Ж. д’О. Это очень трудно, потому что в наше время писатель обязан страдать. Замечу, что так было не всегда. Некоторые писатели вовсе не были несчастны. Лафонтен, к примеру, был легкомыслен, блистателен, искрометен.

Ф. Б. И при этом пользовался уважением.

Ж. д’О. Все поменял Рембо.

Ф. Б. И Флобер. Это он сказал, что надо страдать! И что надо быть одиноким!

Ж. д’О. Да, и Флобер. И кризис 1929 года. И СПИД тоже многое поменял.

Ф. Б. И кризис 2008-го оставит след.

Ж. д’О. О да, 2008-й тоже многое изменит. Парадокс заключается в том, что счастье — это противоядие от времени. А в нашу эпоху, чтобы быть талантливым, надо страдать, то есть все наоборот. Я это называю «и фермершу в придачу». Иначе говоря, я получил и масло, и выручку за масло — то есть я вел приятную жизнь и получил за нее дополнительную выгоду, а в придачу хочу еще и фермершу, то есть место в литературе.

Ф. Б. Однако совета я от вас не услышал.

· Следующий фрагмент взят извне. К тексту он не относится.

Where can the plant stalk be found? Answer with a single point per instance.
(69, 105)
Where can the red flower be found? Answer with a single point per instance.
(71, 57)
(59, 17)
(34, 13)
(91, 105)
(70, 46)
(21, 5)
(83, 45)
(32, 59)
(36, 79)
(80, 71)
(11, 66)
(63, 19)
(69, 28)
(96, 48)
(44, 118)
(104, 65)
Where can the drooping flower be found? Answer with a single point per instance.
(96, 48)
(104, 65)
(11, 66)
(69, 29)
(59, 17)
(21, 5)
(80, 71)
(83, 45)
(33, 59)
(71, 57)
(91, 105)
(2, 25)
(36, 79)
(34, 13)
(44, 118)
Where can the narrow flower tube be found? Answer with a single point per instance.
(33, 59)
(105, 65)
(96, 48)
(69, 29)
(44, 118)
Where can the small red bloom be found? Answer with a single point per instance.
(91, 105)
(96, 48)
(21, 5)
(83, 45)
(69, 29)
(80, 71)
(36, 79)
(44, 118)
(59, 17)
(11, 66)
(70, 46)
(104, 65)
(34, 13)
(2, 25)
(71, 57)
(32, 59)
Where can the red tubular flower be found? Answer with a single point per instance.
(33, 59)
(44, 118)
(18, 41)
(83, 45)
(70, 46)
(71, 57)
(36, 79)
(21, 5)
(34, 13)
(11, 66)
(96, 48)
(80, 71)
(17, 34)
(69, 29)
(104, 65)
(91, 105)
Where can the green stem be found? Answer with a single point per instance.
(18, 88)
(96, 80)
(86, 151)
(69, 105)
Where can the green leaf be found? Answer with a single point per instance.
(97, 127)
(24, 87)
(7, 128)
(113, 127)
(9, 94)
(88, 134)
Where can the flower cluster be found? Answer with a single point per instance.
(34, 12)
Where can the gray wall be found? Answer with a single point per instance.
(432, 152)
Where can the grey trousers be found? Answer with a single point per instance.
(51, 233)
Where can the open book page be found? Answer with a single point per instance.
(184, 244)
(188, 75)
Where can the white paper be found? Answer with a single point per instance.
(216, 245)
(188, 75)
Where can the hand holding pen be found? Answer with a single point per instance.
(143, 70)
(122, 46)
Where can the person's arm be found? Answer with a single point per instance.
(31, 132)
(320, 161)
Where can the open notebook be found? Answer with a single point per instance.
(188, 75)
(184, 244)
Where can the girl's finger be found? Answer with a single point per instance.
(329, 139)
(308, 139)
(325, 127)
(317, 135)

Вы же что сказали: «Ничего не поделаешь, Фредерик, ты, как и я, будешь всю жизнь страдать, никто никогда не будет принимать тебя всерьез, потому что ты слишком много развлекаешься». То, что вы сказали, ужасно. О горе мне!

Ж. д’О. Прежде всего, Фредерик, у тебя впереди (я как-то вдруг перешел на «ты») есть нечто бесценное: это время. А у меня впереди времени почти нет. И если я грущу, так это потому, что годы тают.

Ф. Б. Ты родился в 1925-м, а я — в 1965-м.

Ж. д’О. Вот именно, сорок лет разницы…

Ф. Б. Да, но я пью. А значит, проживу меньше.

Ж. д’О. Можно было бы сыграть партию двое на двое: Уэльбек — Леви, Бегбедер — д’Ормессон.

Ф. Б. В передаче на «Каналь +», где мы оба принимали участие, Денизо пошутил: «Вам надо вместе написать книгу и озаглавить ее „99 лет“».

Ж. д’О. Гениальная идея.

Ф. Б. Но чтобы написать «99 лет», надо подождать еще шестнадцать лет.

Ж. д’О. Я люблю одну поговорку, относящуюся к браку. Но к жизни она тоже применима: «Первые сорок лет будет плохо, надо потерпеть, зато потом — потрясающе». Так что у тебя впереди море счастья, жизнь станет легка, у тебя с каждым годом будет все больше признания, ты сделаешься серьезным. Сейчас ты ведешь беседу со мной — это очень хорошо и для тебя, и для меня.

Ф. Б. Главным образом для меня. Я снова перехожу на «вы», а то рискую превратиться в Карла Зеро[274], который говорил «ты» всем политикам. Я вырос под вашим знаком. Ваши книги стояли в библиотеке моей матери. Я постоянно видел вас в передаче «Апострофы». Я дружу с Марселем Каркасоном, который был вашим первым зятем, соответственно, я знаю вашу внучку Мари-Сару. Я приходил сюда на ужин, когда Элоиза еще жила с вами. Я потихоньку рылся в вашем письменном столе, когда вас не было дома. И у меня впечатление, что вы очень рано начали притворяться стариком — для того, чтобы вас оставили в покое.

Ж. д’О. Зато теперь я переживаю вторую юность. Возможно, уже впадаю в детство.

Ф. Б. Это продуманная стратегия или так само вышло?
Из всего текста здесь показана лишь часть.